Lukewarm reception for helmet transmitters

MIKE GANTER, QMI Agency

, Last Updated: 9:08 PM ET

The Canadian Football League might want to check on the definition of “innovation” — a word tossed around by the league on Tuesday.

Because, while helmet transmitters connecting quarterbacks to coaches and offensive co-ordinators might be a CFL innovation, there’s really nothing new about this.

NFL coaches and co-ordinators have been communicating directly with the quarterback in game situations since 1994.

Argonauts quarterback Cleo Lemon says he has to go back to his college days for the last time he didn’t have a transmitter in his helmet.

“When you make that transition, it’s a lot easier, a lot faster to get the play calls in,” Lemon said.

“It will help out the offence tremendously.”

Down the QEW in Hamilton, Ticats quarterback Kevin Glenn was reserving judgment just a little.

“It’s okay,’ Glenn said. “You have to get used to it.

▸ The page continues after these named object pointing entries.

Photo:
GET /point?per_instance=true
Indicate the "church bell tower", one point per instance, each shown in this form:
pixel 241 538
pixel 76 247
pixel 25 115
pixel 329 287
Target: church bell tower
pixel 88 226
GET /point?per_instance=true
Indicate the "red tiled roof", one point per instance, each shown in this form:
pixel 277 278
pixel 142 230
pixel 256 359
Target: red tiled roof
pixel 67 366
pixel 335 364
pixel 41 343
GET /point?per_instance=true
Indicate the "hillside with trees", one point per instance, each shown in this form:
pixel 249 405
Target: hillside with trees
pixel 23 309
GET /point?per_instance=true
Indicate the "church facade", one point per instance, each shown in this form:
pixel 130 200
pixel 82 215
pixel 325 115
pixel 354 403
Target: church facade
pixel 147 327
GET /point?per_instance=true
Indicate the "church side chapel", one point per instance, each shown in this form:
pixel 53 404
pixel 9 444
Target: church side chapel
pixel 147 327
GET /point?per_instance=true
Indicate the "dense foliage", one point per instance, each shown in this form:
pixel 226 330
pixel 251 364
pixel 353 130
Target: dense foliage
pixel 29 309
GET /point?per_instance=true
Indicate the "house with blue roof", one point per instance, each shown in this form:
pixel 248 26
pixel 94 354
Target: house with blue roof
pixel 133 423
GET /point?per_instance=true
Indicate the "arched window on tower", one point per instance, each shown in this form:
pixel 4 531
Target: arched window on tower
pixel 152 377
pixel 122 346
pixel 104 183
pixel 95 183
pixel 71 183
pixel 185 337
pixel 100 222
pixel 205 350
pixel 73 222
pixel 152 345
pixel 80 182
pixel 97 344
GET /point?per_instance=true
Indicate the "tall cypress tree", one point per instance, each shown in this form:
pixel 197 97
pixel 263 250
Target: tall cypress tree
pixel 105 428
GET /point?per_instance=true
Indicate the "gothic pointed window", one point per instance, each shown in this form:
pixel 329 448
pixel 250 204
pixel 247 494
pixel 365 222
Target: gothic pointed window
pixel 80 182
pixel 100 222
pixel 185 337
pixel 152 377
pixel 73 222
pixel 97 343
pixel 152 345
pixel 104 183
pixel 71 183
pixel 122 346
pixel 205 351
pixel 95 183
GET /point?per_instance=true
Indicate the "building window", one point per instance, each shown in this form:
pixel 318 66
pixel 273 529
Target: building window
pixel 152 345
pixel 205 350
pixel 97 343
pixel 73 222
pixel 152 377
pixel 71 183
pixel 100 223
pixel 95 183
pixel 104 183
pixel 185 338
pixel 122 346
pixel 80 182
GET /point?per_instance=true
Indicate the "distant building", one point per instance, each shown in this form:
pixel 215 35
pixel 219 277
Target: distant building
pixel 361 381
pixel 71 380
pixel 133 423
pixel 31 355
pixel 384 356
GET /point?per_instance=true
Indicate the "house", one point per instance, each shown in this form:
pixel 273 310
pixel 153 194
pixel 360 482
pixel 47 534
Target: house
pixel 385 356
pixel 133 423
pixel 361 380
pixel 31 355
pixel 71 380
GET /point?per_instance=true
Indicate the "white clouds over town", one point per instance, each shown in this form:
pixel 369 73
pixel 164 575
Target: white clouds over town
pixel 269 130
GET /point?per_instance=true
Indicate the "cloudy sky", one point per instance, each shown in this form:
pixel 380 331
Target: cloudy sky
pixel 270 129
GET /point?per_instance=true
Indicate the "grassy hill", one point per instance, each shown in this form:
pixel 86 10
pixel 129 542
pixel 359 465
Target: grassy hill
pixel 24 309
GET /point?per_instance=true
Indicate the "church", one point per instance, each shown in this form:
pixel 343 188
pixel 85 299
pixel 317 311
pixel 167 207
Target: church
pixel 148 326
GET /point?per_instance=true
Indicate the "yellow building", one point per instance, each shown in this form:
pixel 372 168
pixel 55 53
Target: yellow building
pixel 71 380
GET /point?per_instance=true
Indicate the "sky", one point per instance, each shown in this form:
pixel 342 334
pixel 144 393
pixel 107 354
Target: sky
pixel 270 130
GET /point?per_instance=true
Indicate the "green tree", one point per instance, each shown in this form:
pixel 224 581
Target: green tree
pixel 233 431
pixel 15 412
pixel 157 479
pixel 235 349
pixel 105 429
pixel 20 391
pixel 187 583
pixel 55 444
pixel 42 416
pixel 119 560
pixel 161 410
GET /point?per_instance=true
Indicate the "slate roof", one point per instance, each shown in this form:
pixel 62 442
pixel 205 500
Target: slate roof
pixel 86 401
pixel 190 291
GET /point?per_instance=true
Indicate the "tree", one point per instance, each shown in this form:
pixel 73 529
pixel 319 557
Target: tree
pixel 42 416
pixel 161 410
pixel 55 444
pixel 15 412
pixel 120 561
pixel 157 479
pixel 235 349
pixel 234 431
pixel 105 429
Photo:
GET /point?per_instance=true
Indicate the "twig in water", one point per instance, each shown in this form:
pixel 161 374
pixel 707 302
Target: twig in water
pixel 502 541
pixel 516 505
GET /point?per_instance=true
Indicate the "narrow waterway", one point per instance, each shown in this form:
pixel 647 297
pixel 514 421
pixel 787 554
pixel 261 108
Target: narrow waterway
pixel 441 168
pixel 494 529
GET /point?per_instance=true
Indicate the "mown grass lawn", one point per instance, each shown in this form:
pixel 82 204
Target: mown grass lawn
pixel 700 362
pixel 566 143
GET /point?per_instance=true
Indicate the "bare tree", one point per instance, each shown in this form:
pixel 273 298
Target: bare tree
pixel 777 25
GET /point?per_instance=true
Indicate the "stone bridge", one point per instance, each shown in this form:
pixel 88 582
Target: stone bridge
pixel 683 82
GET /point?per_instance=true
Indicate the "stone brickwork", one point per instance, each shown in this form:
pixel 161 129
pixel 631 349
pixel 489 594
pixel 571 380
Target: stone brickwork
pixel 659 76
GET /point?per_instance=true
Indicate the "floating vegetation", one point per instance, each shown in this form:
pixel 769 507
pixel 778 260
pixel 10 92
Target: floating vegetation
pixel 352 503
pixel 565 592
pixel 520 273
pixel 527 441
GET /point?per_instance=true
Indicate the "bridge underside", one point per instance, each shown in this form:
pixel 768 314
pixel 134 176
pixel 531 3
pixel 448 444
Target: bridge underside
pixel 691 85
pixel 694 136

The biggest thing is you cannot simulate a game situation with the crowd and someone talking in your ear.

“You will have to wait until a pre-season game to get the full effect. You can say it is good now, but you might get in a game and say, ‘I can’t hear a thing you are saying.’ ”

League spokesman Jamie Dykstra confirmed yesterday the league has been testing this sort of thing since 2006, but it is only now, with the league somewhat stabilized and interested again in investing in advancements like the helmet transmitter, that it has been possible to go ahead with something like this.

There’s no question that back when the NFL was introducing these helmets, the CFL was much more concerned with just remaining viable to even think about taking on any additional costs.

Each team will be outfitted with three radio-in-helmet units, one for each of the QBs that dress, but only one can be active at any one time.

Coaches or offensive co-ordinators up in the press box will be able to communicate plays to the quarterbacks but will not be able to receive messages back as the QB helmets will not have microphones.

Argos head coach Jim Barker is excited the league has reached this stage.

“I think the games will flow smoother,” Barker said.

“I think you will see better execution everywhere. You still only have 20 seconds to get the call in and down to the quarterback but I think it’s really good for the league.”

Barker though already knows his voice won’t be in the ears of his quarterbacks — and for a very good reason.

“If I’m in the quarterbacks ear, he’s going to have a headache,” Barker said. “That’s not a good thing. (Argos offensive co-ordinator) Jaime (Elizondo) does a great job and he’ll be very calm and composed and let me be the head coach and do the things I have to do.

“We’ve gone through the whole signals deal in this league and while we still don’t have the helmet mics for defence (which the NFL introduced last season) it just alleviates all that and brings us into the next stage,” Barker said.

The Argos had the helmets delivered on Tuesday but were waiting on the batteries.

Barker said the team will test it out today in practice.